Back to Bali – 14 April 2026 | Sejumlah netizen menggemparkan dunia maya dengan menodongkan pasangan yang tidak ada hubungannya: Bigmo, selebgram yang terkenal lewat konten humor, dijodohkan dengan Azizah Salsha, putri politisi Andre Rosiade. Penjodohan ini semula hanyalah candaan, namun berkembang menjadi sorotan media setelah muncul tuduhan pencemaran nama baik yang melibatkan keluarga besar Azizah. Kini, setelah berbulan‑bulan menggelut isu, Bigbig akhirnya mengeluarkan pernyataan resmi yang mengungkapkan proses panjang di balik permohonan maafnya.
Latar Belakang Kontroversi
Konten yang dipublikasikan Bigmo pada awal 2026 menampilkan tuduhan tidak berdasar yang dianggap menyebarkan fitnah terhadap Azizah Salsha. Keluarga Azizah, yang dikenal dengan sebutan “Zize”, segera melaporkan kasus tersebut ke Bareskrim Polri. Pada saat itu, Bigmo tidak hanya menghadapi tuntutan hukum, tetapi juga sorotan publik yang menuduhnya memanfaatkan popularitas untuk menyerang pihak lain. Situasi ini memicu perdebatan luas di media sosial, memperparah tekanan psikologis bagi kedua belah pihak.
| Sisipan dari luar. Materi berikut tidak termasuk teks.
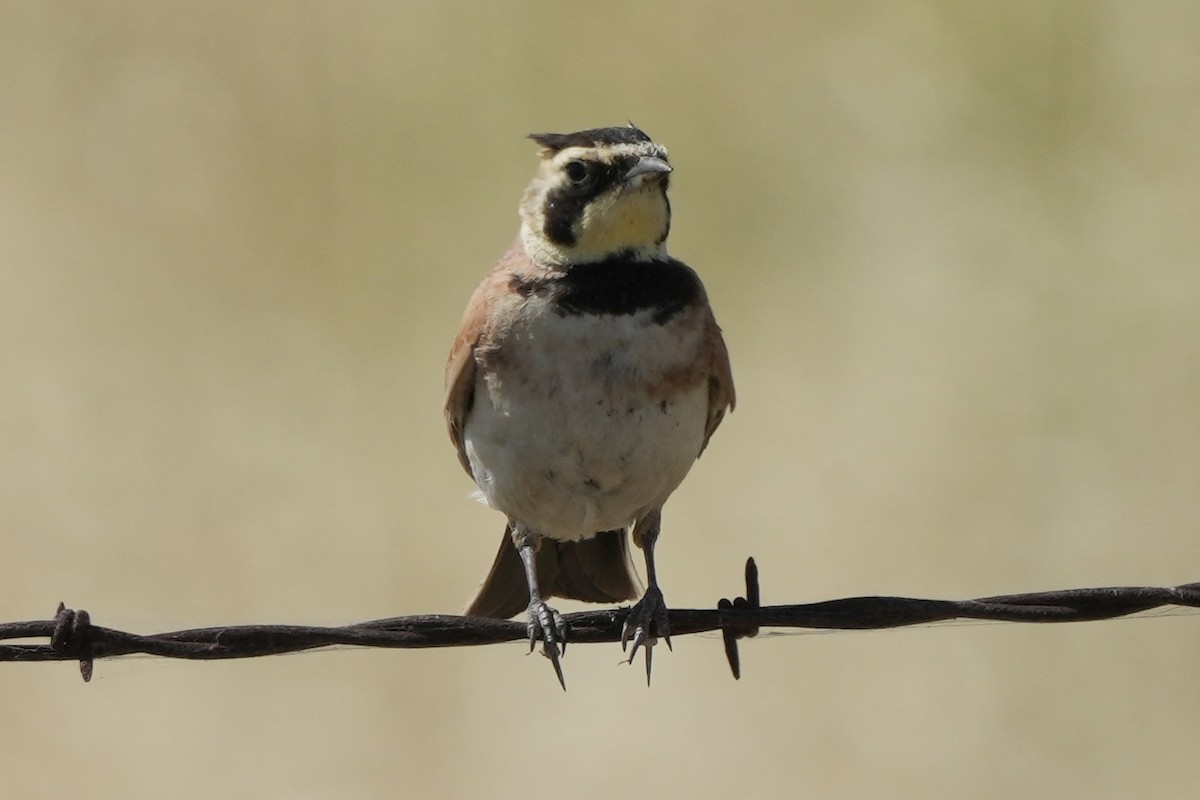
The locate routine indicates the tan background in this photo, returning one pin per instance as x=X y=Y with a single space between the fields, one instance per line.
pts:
x=955 y=251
Langkah-Langkah Bigmo Memperbaiki Kesalahan
Menurut keterangan yang diberikan Bigmo pada Senin, 13 April 2026, di kawasan Kebayoran Baru, ia melakukan serangkaian tindakan untuk menebus kesalahan. Berikut rangkaian upaya yang diungkapnya:
- Permintaan maaf berkelanjutan: Selama dua hingga tiga bulan, Bigmo rutin mengunggah video dan postingan yang meminta maaf serta mengklarifikasi bahwa pernyataan sebelumnya tidak sesuai fakta.
- Penghentian streaming: Ia memutuskan untuk tidak melakukan streaming selama satu bulan penuh sebagai bentuk refleksi diri dan rasa hormat kepada pihak yang dirugikan.
- Kontak melalui jaringan pertemanan: Bigmo menghubungi teman‑teman dekat Azizah, termasuk beberapa mutual friends yang memiliki hubungan dengan keluarga Zize, untuk menyampaikan permohonan maaf secara pribadi.
- Usaha di balik layar: Ia mengakui adanya banyak upaya “behind the scenes” yang tidak dapat diungkapkan secara detail, namun menjadi faktor penting dalam proses perdamaian.
Bigmo menegaskan bahwa semua langkah tersebut bukan karena tekanan eksternal, melainkan motivasi pribadi untuk bertindak etis ketika berada di posisi yang salah.
Pertemuan Damai dengan Keluarga Azizah
Setelah laporan resmi dicabut, Bigmo mengatur pertemuan tatap muka di kantor sekretariat keluarga Minang. Pada pertemuan tersebut, ia menyampaikan permintaan maaf secara langsung di hadapan orang tua Azizah. Momen tersebut ditandai dengan suasana hangat, di mana kedua belah pihak menukar kata‑kata pengertian dan harapan akan masa depan yang lebih baik. Azizah, yang dikenal dengan sikap tegas namun adil, akhirnya menerima permintaan maaf Bigmo, mengakhiri konflik yang sempat mengganggu reputasi keduanya.
Pengakuan Bigmo menekankan pentingnya keberanian untuk mengakui kesalahan dibandingkan mempertahankan ego. Ia menyatakan bahwa mendapatkan maaf dari keluarga Azizah merupakan “keuntungan yang sangat besar dibandingkan materi”. Selain itu, Bigmo menambahkan rencananya untuk kembali berkarya dengan semangat baru yang lebih positif, menghindari konten yang bersifat provokatif atau menyinggung pihak lain.
Kasus ini menjadi contoh nyata bagaimana dinamika media sosial dapat melompat dari candaan menjadi persoalan hukum, serta pentingnya sikap tanggung jawab digital. Netizen yang awalnya hanya mengolok‑olok penjodohan kini menyaksikan proses penyelesaian yang melibatkan dialog, introspeksi, dan tindakan konkret. Kejadian ini juga menegaskan peran penting etika dalam berkreasi di platform daring, terutama bagi para influencer yang memiliki jutaan pengikut.
Dengan berakhirnya konflik, Bigmo diharapkan dapat menjadi figur yang lebih bijak dalam menggunakan popularitasnya. Sementara itu, keluarga Azizah Salsha menunjukkan bahwa meski menghadapi serangan publik, penyelesaian damai tetap memungkinkan bila kedua pihak bersedia berkomunikasi secara terbuka.